Fund II closed in early 2024 with €54M in commitments. The two-year gap between Fund I and Fund II is enough time to have learned things that change how we invest — not to the point of abandoning the core thesis, but enough to recalibrate specific aspects of it. Writing this down is partly for our own discipline and partly because the founders we talk to deserve to understand what has changed in our thinking since the original framing, which was written in a different market environment with a different portfolio knowledge base.
The first thing that changed: our view on the go-to-market timeline for enterprise automation products. Fund I was written with an implicit assumption that a well-designed product with clear ROI would move through enterprise procurement in six to twelve months. The Fund I portfolio has taught us that twelve to eighteen months is more realistic for a first contract at a company above 250 employees, and that this timeline is relatively stable across product categories — it is driven by the buyer's internal governance dynamics more than by product quality or commercial intensity. This changes the capital requirements calculation: a seed-stage company targeting large enterprise needs either a longer runway before needing to show revenue scale, or a more disciplined approach to using a mid-market beachhead as the first growth engine before moving up-market. We now weight this explicitly in how we think about check size and milestone expectations.

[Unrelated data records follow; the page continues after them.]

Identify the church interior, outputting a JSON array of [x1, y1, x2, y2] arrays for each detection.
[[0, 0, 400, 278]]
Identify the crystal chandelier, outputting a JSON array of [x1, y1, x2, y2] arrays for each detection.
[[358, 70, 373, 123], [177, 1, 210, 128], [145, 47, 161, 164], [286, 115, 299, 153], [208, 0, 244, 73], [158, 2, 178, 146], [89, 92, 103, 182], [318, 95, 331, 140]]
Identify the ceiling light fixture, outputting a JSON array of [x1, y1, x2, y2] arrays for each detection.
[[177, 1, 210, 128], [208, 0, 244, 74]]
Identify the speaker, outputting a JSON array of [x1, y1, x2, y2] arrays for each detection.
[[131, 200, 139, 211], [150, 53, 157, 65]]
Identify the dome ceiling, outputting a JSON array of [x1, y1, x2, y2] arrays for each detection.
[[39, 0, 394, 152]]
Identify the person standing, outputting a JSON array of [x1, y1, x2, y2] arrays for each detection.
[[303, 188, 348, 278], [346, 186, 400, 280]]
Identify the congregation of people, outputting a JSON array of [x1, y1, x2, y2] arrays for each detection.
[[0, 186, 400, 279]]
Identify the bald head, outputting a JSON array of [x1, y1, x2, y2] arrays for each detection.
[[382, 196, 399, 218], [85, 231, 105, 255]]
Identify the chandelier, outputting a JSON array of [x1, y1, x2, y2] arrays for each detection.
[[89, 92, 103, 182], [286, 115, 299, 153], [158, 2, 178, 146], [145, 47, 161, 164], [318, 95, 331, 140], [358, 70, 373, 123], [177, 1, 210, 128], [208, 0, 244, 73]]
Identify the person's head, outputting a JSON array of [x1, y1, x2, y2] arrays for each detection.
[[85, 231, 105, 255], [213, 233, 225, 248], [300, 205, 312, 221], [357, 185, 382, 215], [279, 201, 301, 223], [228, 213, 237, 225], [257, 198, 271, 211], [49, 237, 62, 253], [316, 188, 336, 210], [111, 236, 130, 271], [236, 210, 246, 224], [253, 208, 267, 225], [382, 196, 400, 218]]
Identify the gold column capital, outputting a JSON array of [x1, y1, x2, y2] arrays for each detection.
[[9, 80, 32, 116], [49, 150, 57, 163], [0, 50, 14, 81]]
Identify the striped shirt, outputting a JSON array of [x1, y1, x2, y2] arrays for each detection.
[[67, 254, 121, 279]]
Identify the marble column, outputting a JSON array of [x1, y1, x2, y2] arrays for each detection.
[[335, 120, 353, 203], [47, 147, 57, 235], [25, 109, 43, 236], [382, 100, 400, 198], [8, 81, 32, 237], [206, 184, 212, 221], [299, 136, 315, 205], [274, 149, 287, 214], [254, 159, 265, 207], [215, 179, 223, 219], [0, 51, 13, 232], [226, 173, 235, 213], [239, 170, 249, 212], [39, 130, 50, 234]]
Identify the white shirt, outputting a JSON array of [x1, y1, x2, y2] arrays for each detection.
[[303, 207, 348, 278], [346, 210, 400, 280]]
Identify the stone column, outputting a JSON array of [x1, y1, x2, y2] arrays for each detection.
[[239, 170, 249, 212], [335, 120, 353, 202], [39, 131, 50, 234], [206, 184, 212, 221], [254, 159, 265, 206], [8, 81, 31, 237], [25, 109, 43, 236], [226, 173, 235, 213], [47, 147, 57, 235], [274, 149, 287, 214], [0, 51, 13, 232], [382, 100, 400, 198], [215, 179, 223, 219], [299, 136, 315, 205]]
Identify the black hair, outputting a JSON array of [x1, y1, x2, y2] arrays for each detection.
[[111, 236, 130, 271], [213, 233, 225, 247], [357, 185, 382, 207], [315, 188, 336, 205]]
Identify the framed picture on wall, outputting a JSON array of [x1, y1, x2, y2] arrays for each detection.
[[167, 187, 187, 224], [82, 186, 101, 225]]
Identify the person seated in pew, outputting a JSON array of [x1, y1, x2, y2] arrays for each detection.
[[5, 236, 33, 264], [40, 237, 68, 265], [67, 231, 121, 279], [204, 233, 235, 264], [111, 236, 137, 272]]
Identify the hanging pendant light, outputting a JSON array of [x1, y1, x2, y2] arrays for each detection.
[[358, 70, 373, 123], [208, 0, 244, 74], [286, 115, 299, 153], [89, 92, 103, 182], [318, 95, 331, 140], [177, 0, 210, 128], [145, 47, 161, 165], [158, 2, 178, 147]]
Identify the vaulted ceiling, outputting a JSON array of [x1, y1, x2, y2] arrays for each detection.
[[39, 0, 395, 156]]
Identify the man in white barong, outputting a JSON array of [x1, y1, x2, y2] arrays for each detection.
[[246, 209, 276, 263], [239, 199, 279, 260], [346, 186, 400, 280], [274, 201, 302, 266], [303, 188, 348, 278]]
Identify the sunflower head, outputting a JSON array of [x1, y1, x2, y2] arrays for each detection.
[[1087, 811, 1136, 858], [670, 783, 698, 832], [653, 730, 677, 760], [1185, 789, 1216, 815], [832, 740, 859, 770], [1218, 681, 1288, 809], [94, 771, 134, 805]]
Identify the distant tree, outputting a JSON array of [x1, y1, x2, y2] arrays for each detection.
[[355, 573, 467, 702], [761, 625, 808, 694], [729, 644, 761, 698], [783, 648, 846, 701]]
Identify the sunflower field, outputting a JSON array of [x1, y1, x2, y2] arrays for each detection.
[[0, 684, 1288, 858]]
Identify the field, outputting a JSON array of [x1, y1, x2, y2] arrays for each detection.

The second change: more conviction on horizontal platform potential, and more skepticism about narrow vertical point solutions as terminal business cases. This is not a reversal — narrow point solutions can be excellent seed investments precisely because the product focus produces faster time-to-first-customer than a platform with broad ambition. But we have observed in the Fund I portfolio and in the broader market that the most capital-efficient path to significant ARR usually involves a single workflow surface that is deep enough to command substantial contract values, rather than multiple shallow workflow surfaces each commanding small contracts. We are now actively looking for initial scope that is narrow enough to be buildable at seed stage but sits within a workflow surface that could support €5-10M ARR without requiring a platform rebuild.
The third change is about the founding team profile. In Fund I, we were willing to back founding teams where the technical capability was very strong but the commercial experience was minimal, on the thesis that commercial skills can be hired and technical domain knowledge is harder to acquire. This is still true, but we have updated the threshold. The minimum we now look for is evidence that at least one person on the founding team has done a meaningful number of discovery conversations with potential customers before writing any code — not as a product management exercise, but as a genuine effort to understand whether the problem they are solving is urgent enough that a buyer would prioritise it over competing budget requests. The companies in our portfolio that struggled earliest were those where the founders built in isolation from potential buyers and discovered post-build that the commercial dynamics were different from what they had assumed.
What has not changed: the core thesis that AI-native workflow automation for European mid-market enterprise is the most consistently high-quality seed investment category we have access to, given our specific knowledge base. The market dynamics we described in 2021 — the gap between operational sophistication and software modernity in DACH mid-market companies, the structural advantages of European-origin products in data sovereignty, the network dynamics of German enterprise reference selling — all remain intact, and in several cases have become more pronounced as the supply of well-designed automation products has increased but the buyer base has remained relatively stable in its procurement culture. The fund II thesis is the Fund I thesis run at a higher confidence level, with adjustments to the team composition criteria and go-to-market timeline assumptions that better reflect what we have learned.